Electrostatic potential created by two finite-width infinite-length strips at opposite potential $\pm V_0$ I'm tackling with this problem but it seems I'm going in the wrong direction.

Consider a 3D space where the potential is specified over the plane $z=0$ , assuming it has value $V_0$ and $-V_0$ on adjacent infinite stripes $a/2$ wide. Assume this stripes are oriented with their "long" edge parallel to the $y$ axis. Find the potential $V(r)$ at great distance from the plane.

I assumed the boundary condition to the infinite is that the potential must go to zero.
I've tried to solve this this way:
using some heuristic arguments and the method of charge images by considering what the system will look like as seen at great distance from the plane.

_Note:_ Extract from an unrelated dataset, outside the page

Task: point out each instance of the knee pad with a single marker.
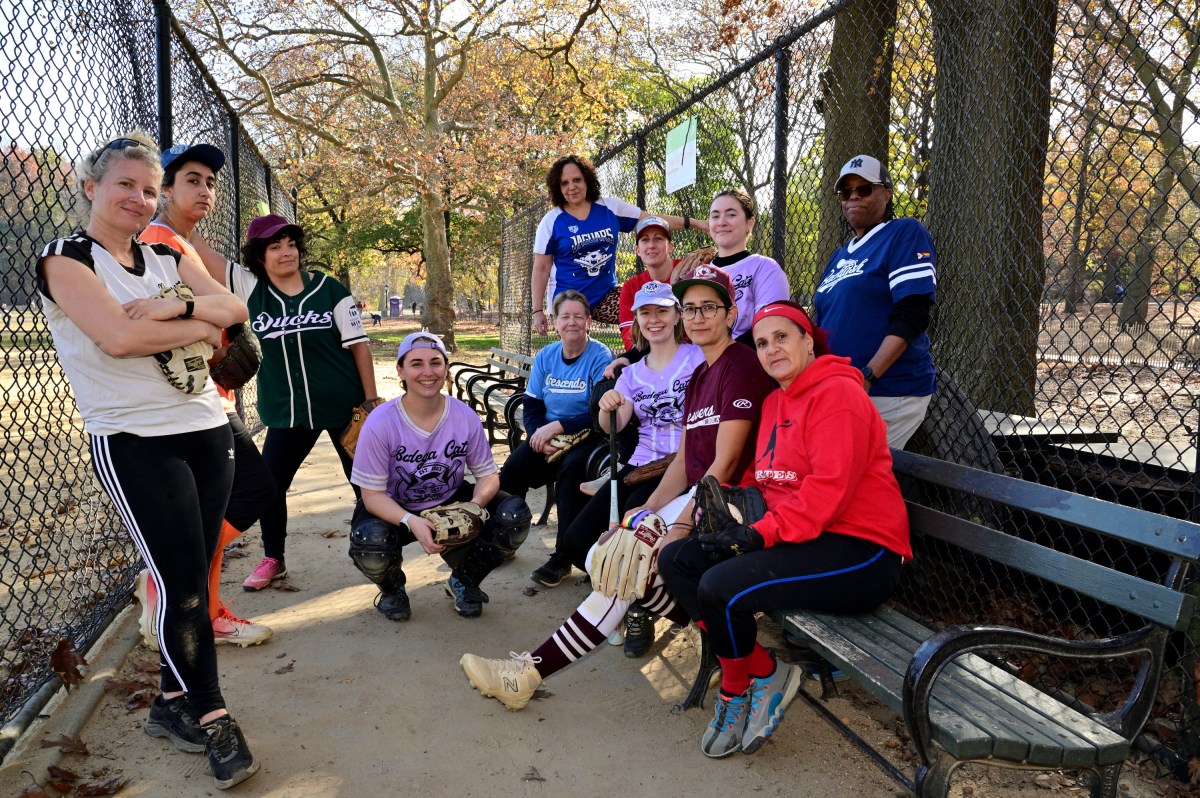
(511, 523)
(375, 549)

I imagined it could look like a series of charged wires interspaced by $a/2$ from each other located far behind the plane, their linear density of charge being assigned so that the potential on the plane is the one assigned. This way the equipotential surface of each wire should look like a plane and since they're interspaced I thought this could lead to the specified potential on the plane. However this setup doesn't work because doing this the potential at great distance from the wires would be infinite.
Maybe the problem can be solved easily with the method of Green functions but I was just trying to solve it by reasoning than by calculating.
Hope someone will be interested by this problem, like I am.
 A: 
Find the potential $V(r)$ at great distance from the plane.

This is basically code for "find the leading-order contribution to the multipolar expansion of the field at large distances".
The equivalent for 3D multipoles would be two charged finite wires placed between the origin and $(\pm a,0,0)$, where (at large enough distances) it is appropriate to approximate each wire as a point charge, which then combine to create a 3D dipole field of the form $V\sim\mathbf d\cdot \mathbf r/r^3$.
For your case, the 3D spherical multipoles must be replaced with cylindrical multipoles: instead of point charges, you now approximate each stip of charge as a single line charge (whose potential then goes as $\ln(\rho)$), add up the two opposing contributions, and approximate at large distances similarly to the spherical-dipole case.
(As a hint: you must get a final result proportional to $\frac{\partial}{\partial y}\ln(\rho)$, and it pays to spend the time to understand why that connection works.)
The tricky part with your problem is connecting this solution (and, specifically, the global constant that determines how strong it must be) to the known data about your source, specifically $V_0$. What you really need is the dipole-moment density of your source (i.e. how much dipole moment along $x$ exists in a strip of unit length $\Delta$ along $y$). If you were given strips of constant surface charge, this would be a trivial calculation, but the setup instead gives you conducting planes at constant potential. To be honest with you, I don't know what they're expecting you to do with that one, and I'm not even convinced that it produces a well-behaved answer, due to the discontinuous nature of the potential at the boundary condition.
But hopefully this is enough to get you pointed in useful directions.